The news after the 2007 elections now always carry something about the various speculations on presidentiables in 2010 presidential elections. Many issues now also carry a bit of analysis on their relation to a post-GMA scenario. At the same time, there are still accusations from time to time about possible constitutional changes aimed at a post 2010 GMA-still-in-power scenario.
All these revolve around the continuing political crisis of the GMA administration, which–in the aftermath of the 2007 election–is being complicated by the 2010 presidential contest.
The 2007 elections, particularly the senatorial one, basically confirmed the whole series of surveys on GMA that signified her political isolation from the majority of the electorate. Her senatorial slate got a drubbing, along with a very controversial last-place win for her candidate Senator Miguel Zubiri. The GMA kiss of death, some say. It resulted to her being considered a political lameduck for the rest of her term.
Well, except for two things that will diminish as her term ends. Her silent endorsement is eagerly but silently being solicited by presidentiables who need the money and resources a sitting president can give. The other thing is the behemoth GMA-led coalition that, so far, does not have a viable presidentiable in its stable.
Though it never worked in the past in the post-1986 presidential elections, presidential support supposedly gives a candidate a major advantage. This has to be balanced however with the popular sentiments regarding the sitting president. In all cases in the past, including Cory Aquino, Fidel Ramos, and Erap Estrada, negative perception on the president’s performance invariably led to the election debacle of a reelectionist presidential candidate (before Marcos) and a president-anointed candidate (except GMA). Of course, in 1969 Marcos got reelected and, in 2004, GMA retained her presidency. However, both elections are now enshrined in our political history as among the most controversial.
GMA’s current political crisis stems from her alienation from the people–not from her bitter rivalry with the political opposition. The opposition only becomes effective if and when the people clearly side with it. Unfortunately for GMA, the situation beginning in the run-up to the 2004 elections generally went against her. Her December 31, 2002 Rizal Day statement that she will not run in the 2004 presidential elections did not help at all. Her perceived involvement in the Garcillano scandal started the current skid on a slope with no acceptable end in sight.

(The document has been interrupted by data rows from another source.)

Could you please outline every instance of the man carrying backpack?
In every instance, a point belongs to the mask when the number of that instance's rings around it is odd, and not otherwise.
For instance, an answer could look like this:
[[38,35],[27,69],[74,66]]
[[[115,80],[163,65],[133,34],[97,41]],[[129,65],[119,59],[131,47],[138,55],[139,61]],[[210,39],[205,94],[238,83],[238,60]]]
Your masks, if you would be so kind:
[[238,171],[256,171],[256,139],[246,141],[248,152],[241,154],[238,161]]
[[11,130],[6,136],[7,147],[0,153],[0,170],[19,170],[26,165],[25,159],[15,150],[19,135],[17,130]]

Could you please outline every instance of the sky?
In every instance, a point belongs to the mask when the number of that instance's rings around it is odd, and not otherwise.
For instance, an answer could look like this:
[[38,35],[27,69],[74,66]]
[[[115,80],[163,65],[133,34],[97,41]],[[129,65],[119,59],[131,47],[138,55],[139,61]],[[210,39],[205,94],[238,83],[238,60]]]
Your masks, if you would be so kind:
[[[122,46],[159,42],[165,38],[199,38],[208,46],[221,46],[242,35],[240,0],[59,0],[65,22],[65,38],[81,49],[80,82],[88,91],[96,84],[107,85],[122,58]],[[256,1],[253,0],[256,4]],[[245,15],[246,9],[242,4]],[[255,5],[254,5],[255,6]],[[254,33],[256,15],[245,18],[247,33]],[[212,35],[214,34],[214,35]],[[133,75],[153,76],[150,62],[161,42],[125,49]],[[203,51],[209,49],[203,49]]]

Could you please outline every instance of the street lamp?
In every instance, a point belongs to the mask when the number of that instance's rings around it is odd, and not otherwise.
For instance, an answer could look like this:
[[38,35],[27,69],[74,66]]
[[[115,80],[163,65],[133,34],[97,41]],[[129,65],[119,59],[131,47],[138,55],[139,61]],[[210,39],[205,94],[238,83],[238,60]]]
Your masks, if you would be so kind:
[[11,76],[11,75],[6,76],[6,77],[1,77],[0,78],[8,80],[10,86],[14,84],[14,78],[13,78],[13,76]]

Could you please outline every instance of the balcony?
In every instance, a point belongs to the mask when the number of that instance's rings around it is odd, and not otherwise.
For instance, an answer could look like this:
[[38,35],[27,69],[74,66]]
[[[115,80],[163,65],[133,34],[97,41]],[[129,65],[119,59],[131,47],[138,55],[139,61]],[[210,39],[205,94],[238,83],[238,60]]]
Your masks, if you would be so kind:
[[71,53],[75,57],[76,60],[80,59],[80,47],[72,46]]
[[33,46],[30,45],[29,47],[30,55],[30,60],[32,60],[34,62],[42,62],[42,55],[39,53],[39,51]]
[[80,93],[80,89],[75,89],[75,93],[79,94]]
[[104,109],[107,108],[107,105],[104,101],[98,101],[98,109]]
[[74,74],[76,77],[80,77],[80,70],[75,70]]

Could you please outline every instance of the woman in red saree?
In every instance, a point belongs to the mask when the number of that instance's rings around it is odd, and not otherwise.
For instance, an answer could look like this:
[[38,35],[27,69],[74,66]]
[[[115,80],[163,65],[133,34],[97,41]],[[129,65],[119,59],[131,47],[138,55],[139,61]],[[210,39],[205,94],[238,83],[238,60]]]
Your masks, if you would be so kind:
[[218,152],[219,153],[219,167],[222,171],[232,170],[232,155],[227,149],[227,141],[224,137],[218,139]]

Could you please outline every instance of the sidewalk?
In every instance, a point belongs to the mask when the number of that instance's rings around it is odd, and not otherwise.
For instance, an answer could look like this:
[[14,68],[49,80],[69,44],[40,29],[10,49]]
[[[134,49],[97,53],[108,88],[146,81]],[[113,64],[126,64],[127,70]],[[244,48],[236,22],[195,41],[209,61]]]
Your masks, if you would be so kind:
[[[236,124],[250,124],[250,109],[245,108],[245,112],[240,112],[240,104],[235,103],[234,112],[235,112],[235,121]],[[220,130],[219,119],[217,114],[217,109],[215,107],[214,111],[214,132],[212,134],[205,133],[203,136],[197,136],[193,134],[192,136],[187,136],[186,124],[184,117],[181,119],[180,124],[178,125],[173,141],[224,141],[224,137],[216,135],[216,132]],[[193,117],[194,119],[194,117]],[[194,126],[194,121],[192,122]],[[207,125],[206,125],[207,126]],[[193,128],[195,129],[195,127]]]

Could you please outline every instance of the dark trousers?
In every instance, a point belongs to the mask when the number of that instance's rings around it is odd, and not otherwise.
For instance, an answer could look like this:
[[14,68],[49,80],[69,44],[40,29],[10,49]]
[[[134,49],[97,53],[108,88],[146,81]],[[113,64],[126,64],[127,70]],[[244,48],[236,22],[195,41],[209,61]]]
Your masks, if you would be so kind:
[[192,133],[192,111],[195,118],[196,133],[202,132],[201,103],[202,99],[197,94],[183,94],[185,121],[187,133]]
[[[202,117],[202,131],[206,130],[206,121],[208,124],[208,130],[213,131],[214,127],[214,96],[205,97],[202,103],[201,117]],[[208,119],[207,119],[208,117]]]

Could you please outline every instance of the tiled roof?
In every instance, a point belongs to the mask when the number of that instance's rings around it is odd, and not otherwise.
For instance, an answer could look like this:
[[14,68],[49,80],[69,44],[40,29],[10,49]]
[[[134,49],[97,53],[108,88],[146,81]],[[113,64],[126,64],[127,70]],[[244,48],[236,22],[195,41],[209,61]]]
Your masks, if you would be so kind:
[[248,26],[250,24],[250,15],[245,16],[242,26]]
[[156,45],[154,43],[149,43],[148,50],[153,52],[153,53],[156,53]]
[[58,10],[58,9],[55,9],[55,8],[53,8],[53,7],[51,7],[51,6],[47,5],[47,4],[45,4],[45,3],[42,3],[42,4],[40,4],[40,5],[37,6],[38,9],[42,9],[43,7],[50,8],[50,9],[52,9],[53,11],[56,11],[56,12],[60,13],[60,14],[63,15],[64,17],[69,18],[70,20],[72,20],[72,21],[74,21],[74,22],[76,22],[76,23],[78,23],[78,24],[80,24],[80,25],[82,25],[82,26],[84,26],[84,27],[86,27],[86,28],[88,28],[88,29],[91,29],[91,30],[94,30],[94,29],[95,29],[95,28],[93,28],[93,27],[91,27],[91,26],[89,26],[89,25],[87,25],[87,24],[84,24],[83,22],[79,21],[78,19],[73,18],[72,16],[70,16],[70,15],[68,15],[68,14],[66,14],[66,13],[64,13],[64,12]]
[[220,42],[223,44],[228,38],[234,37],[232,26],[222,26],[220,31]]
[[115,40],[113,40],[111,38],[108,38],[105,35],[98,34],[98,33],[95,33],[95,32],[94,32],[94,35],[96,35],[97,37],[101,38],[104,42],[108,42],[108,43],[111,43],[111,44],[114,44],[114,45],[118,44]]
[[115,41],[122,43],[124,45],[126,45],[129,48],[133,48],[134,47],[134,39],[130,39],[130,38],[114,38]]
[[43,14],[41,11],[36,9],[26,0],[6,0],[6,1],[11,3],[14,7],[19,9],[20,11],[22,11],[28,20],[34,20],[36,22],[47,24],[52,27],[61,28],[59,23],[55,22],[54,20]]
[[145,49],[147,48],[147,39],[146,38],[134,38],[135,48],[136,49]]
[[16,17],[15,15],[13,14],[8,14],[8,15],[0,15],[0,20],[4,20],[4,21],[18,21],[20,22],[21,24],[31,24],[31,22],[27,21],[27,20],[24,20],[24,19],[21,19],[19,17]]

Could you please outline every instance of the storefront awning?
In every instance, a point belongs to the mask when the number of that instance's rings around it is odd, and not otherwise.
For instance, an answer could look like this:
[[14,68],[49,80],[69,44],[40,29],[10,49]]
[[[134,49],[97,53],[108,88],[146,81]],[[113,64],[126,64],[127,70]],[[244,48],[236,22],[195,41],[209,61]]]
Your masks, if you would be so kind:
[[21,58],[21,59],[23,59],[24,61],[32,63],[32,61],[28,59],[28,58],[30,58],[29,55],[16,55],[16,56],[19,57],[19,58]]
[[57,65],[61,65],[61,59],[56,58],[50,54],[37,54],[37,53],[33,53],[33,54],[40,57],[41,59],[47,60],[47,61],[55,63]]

There are, I think, only two good options open for her: One, to gracefully exit in 2010, patch things up, and try to make good during her remaining days in office; and two, to negotiate with (a) winnable presidentiable(s) on political protection in the post-GMA period.
A third option, to remain in power beyond 2010–as some in her Cabinet propose–is a political minefield. Marcos did it in 1972 with the declaration of martial law–bringing forth the Marcos dictatorship and ruining the country. However, he had a certain level of popular support, the full control of the military, and the tacit tolerance of the Catholic church and Western powers at that time. GMA had none of these today.
All these options are alive in the GMA administration today as she searches for a way out of the political crisis. Time however is not on her side. The next few months may well define the option she ultimately chooses.